Deep in the heart of Texas, Mr Bush has been doing what governors do, including personally comforting the afflicted during floods. "To put my arms round people and cry with them - that's what governors do." In Washington, the insincerity is slicker and the salesmen wear more expensive suits. So it seemed from Al Gore's performance. He looked better fed, as though he had met his sales targets for years - not necessarily a selling point in careworn middle America.

He looked dangerously Ivy League, and he talked worryingly clever. Mr Gore, or his focus groups, had evidently identified this problem in advance. Even if he had not hugged the flooded citizens of Texas, he was in touch with the poor and disadvantaged. In the debating hall, he told America, was Winifred Skinner from Iowa, 79 years old, who has to collect cans to pay for her prescription drugs. And not just Mrs Skinner. "She has come all the way from Iowa with her poodle."

Can America fail to buy a man who is taking the grassroots so seriously that he is receiving political feedback from an Iowan dog? Then they came to women. As every salesman knows, it is the woman who typically makes the decision to buy. Gore and Bush put their shiny shoes in the door and told Mrs America, firmly, that they loved their wives. Gore mentioned grandfatherhood. If he had been able to get out the snaps, it seemed he would have done.

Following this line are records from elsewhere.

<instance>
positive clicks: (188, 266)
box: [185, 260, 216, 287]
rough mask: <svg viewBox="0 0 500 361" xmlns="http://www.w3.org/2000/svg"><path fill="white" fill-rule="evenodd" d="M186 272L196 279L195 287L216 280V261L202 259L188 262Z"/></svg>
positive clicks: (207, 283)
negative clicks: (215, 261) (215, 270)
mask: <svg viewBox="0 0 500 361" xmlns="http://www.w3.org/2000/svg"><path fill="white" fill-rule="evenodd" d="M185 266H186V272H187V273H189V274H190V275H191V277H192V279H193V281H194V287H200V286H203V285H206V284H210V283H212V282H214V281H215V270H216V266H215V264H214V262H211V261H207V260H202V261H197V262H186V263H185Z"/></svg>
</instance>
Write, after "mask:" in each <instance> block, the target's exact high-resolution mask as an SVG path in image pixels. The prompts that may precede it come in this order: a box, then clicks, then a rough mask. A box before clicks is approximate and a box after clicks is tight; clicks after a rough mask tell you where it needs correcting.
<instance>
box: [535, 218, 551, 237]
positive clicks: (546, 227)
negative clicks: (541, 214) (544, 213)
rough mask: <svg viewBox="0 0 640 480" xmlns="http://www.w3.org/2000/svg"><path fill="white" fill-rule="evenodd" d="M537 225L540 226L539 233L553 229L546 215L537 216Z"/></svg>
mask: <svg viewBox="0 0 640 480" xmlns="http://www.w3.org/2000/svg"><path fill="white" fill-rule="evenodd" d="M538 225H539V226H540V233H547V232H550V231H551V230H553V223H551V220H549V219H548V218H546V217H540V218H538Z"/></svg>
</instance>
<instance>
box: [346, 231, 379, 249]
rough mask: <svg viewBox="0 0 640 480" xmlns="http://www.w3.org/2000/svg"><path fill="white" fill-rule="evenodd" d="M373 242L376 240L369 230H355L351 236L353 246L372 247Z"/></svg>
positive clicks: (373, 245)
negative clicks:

Whom to buy? The big, rich-looking man with the way with words, or the honest guy from Texas easily puzzled by Washington fuzzy maths? Afterwards the polls showed that Gore had done better overall. But Bush had had more success with men. The women went for Gore. Was it his suit, or his stature, or his statements? "I support a woman's right to choose" and "I trust women to make the decisions that affect their lives, their destinies and their bodies."

Bush and Gore are due to meet again in mid-October in North Carolina, and the final salesmen's duel takes place a few days later in St Louis. It seems a long protracted way to choose a brand of snake oil.